İhracatçıların başta bakanlık olmak üzere kamu ve özel kesim olarak iyi bir performans sergilediklerini belirten Oğuz Satıcı, "2003 yılında ihracatımızı tam 32.4 oranında arttırarak 47 milyar 891 milyon dolarlık bir rakama ulaştık. Hepimize uğurlu olsun, hepimize kutlu olsun. Bu arada, aralık ayı ihracatımızın geçen yılın aynı ayına göre yüzde 51 artarak 4 milyar 911 milyon dolara ulaştığını da vurgulamak isteriz. Emeği geçen herkese yürekler dolusu teşekkür ediyoruz" dedi.

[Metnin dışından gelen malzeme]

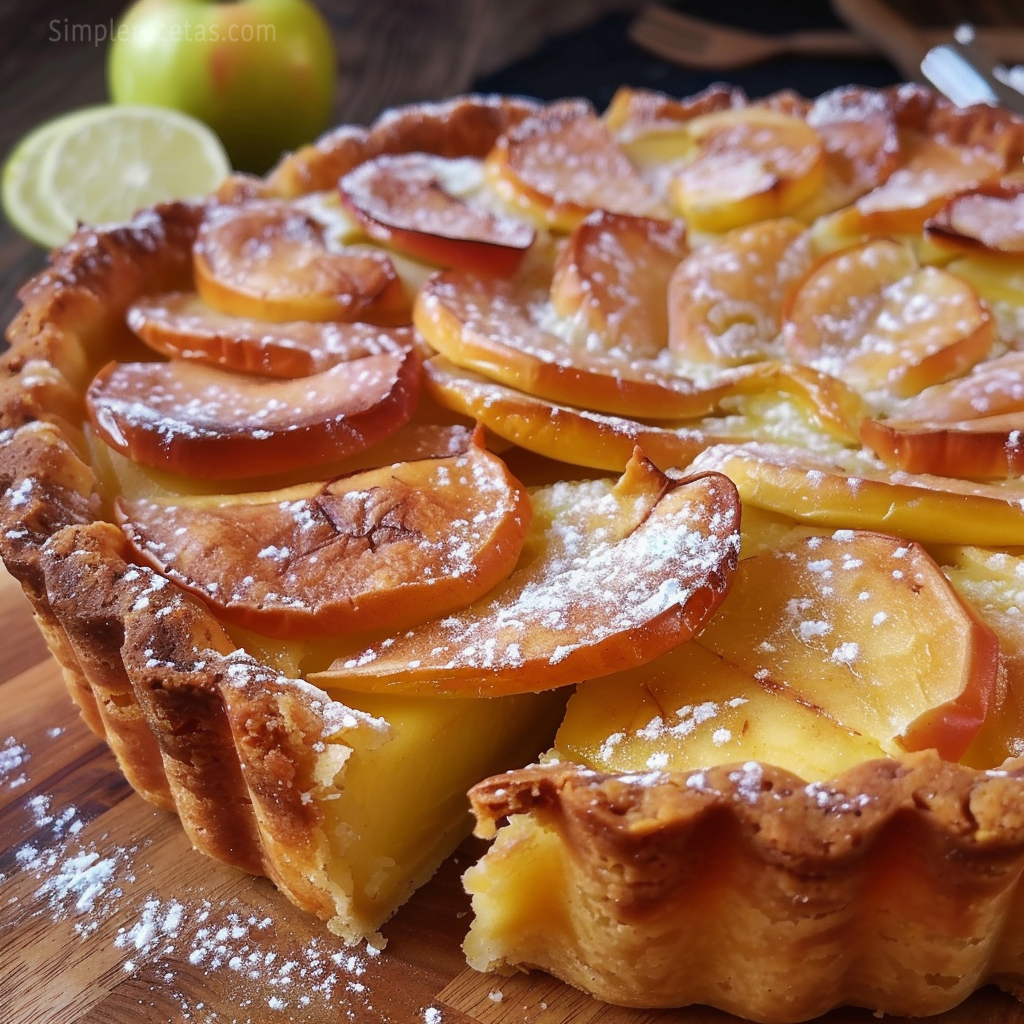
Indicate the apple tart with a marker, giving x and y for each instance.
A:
(651, 475)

Satıcı, ihracatın bu büyüklükteki artış sonrasında optimal karların gelmesinin de beklendiğini ancak verilerin gerekli karın elde edilemediğini gösterdiğini söyledi. Satıcı, 2004 yılının daha fazla kar elde edilen, daha fazla vergi üretebilen, daha fazla yatırım ve daha fazla istihdam oluşturabilen bir yıl olması temennisinde bulundu.

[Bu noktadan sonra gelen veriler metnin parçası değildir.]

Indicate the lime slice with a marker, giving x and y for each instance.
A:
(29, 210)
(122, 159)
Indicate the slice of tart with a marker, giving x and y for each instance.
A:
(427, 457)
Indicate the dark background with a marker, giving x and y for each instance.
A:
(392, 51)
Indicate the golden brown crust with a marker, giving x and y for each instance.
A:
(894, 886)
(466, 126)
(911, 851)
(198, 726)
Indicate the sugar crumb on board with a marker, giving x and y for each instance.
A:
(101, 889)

"TÜRKİYE, SEÇİMLERDEN BU YANA DAHA GÜVENLİ, DAHA İSTİKRARLI BİR ÜLKE OLMUŞTUR" Türkiye'nin 2003 yılına tek partili hükümetle girdiğini, o zaman bu fırsatın iyi değerlendirmesi gerektiğini belirttiklerini hatırlatan Oğuz Satıcı, "Türkiye, seçimlerden bu yana daha güvenli, daha istikrarlı bir ülke olmuştur. Kuşkusuz istikrarın kaynağında IMF ile yapılan stand-by anlaşmalarına uymak konusunda kararlı davranılması ve temel meselelerde taviz verilmemesi yatmaktadır. Bıçak sırtında yol alıyor olmamıza rağmen Türkiye, tek parti hükümetinin hızlı ve güçlü karar alma becerisi sayesinde, son 10 yılın en güven telkin eden günlerini yaşamaktadır. Bu manada 2004'ün pekişen güven ortamında iktisadi alanda temel yapısal problemlerin çözülmesi için hızlı ve gerçek adımların atıldığı bir yıl olmasını diliyoruz. Yapılacak olanlar bellidir nettir ve açıktır" diye konuştu.

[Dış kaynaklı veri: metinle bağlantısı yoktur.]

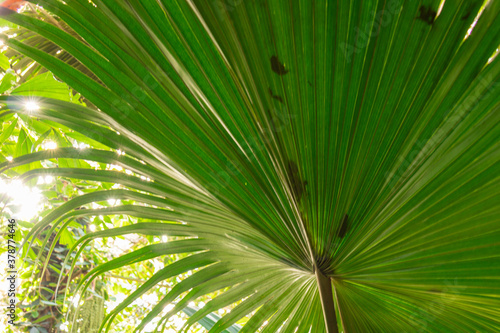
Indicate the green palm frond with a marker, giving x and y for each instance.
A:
(333, 164)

Türkiye'nin rekabet gücünün arttırılmasının gerekliliğine değinen Oğuz Satıcı, "Girdi maliyetlerini geri çekip yatırım ortamını düzeltmemiz ve yatırım yapmak isteyeni özendirmemiz gerekiyor. Bunun sihirli anahtarı kardır. Türkiye'yi önümüzdeki 5 yıl içinde ortalama yüzde 6-7 büyüyen bir ülke haline getirmek, gelecek nesillere tarihsel borcumuzdur" ifadelerini kullandı.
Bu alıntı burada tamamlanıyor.